The heart of this comforting classic is Nani’s Famous Sunday sauce, a slow-cooked labor of love that is a near-cathartic culinary experience. Nani is Osteria 166 owner Nick Pitillo’s mom. She’s been making this recipe—and passing it down to family members—for nearly sixty years. It starts with a huge pot and a hunk of housemade salt pork. True to Nani’s instruction, chef Jeffrey Cooke adds ground beef and pork, good quality tomatoes (better than San Marzano, Cooke says), and a few secret ingredients he’s not at liberty to share. The meaty sauce is simmered for fourteen hours, pureed to a thick consistency, and finished with fresh basil. No onions, no tomato paste, no additional spices—nothing fancy, just simple ingredients and a lot of patience. “This is what Italians mean by gravy,” says Cooke.

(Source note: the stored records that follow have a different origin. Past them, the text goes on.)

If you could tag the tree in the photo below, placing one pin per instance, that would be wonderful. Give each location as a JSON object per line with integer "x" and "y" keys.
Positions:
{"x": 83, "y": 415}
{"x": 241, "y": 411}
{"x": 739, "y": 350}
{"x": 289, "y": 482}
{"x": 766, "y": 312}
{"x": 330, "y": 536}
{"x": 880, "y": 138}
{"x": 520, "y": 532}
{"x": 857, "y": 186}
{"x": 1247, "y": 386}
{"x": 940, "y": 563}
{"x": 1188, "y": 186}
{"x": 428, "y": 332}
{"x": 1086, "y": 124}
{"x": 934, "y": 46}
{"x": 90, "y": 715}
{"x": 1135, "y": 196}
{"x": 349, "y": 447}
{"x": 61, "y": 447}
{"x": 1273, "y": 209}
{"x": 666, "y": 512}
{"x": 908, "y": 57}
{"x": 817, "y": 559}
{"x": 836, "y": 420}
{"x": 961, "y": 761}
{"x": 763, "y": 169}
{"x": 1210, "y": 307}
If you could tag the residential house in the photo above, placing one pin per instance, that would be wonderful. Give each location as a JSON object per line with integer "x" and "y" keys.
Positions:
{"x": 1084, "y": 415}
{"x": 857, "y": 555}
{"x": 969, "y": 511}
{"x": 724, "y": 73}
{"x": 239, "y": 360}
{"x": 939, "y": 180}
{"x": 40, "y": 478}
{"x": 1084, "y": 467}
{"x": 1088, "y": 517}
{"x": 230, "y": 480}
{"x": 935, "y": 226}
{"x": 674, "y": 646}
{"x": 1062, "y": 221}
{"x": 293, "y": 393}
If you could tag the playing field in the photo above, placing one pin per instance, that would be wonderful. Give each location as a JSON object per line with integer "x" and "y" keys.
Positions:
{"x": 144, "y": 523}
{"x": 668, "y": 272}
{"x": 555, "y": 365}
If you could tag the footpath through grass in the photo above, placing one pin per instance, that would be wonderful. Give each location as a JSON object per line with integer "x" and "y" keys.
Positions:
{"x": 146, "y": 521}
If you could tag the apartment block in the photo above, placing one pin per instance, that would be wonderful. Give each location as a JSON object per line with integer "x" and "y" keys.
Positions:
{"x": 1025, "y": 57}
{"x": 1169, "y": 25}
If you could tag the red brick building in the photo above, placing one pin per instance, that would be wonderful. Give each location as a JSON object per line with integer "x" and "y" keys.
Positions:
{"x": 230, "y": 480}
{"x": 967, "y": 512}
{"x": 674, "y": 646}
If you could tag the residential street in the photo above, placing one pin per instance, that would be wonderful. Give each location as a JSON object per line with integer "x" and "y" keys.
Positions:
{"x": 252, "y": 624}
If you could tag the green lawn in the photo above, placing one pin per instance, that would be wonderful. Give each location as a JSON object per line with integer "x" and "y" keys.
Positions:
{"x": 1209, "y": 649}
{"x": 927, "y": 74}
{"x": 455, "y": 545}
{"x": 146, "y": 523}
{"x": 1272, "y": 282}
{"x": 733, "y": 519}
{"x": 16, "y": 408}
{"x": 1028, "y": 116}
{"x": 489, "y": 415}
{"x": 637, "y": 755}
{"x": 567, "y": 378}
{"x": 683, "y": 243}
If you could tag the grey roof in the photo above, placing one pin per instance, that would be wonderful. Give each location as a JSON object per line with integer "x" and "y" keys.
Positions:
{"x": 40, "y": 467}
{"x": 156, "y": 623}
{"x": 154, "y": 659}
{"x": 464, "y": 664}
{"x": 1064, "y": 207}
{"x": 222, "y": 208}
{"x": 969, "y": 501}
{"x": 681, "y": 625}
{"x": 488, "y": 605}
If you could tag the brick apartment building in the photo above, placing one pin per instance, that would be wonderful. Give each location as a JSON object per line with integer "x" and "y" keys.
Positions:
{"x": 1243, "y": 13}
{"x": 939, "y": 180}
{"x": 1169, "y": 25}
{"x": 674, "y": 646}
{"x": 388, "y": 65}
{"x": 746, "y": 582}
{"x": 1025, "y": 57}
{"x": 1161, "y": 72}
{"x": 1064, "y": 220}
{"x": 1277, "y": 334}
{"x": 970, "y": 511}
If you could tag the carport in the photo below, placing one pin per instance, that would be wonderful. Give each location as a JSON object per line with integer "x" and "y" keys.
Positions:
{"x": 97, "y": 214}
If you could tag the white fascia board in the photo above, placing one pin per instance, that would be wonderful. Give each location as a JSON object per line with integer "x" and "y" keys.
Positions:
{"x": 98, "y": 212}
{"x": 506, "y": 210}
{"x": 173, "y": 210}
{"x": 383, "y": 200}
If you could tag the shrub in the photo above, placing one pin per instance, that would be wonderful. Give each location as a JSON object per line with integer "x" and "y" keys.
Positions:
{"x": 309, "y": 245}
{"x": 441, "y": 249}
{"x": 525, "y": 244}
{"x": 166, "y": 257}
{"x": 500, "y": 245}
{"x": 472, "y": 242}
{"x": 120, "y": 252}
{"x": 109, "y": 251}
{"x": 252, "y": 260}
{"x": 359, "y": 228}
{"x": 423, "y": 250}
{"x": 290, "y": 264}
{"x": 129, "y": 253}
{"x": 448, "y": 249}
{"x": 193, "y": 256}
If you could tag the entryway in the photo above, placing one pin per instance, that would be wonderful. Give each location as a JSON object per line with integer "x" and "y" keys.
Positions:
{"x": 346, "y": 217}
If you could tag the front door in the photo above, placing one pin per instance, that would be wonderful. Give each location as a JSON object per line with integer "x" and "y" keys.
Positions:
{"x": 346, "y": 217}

The hearty sauce is folded into delicate strands of fresh spaghetti cooked al dente and piled into a shallow bowl. Nestled next to the spoon-twirling tangle are two six-ounce meatballs the size of tennis balls. Also Nani’s recipe, they’re 100 percent beef finely ground with Pecorino Romano, garlic, salt, pepper, parsley, and white bread. The last ingredient lends a melting tenderness to the meatballs, readily soaks up sauce, and is a nod to the family’s roots in Naples, a poorer part of Italy where expensive meat was customarily stretched with a higher ratio of bread. Atop each meatball is a dollop of ricotta, a creamy complement that mirrors the sweet-tanginess of the tomatoes in the sauce.
This warm Italian hug on a plate, Osteria’s top-selling dish on the regular menu, is also served at the restaurant’s two offshoot locations: Villaggio in Ellicottville and Mercato by Osteria 166 at The Expo Market in Buffalo.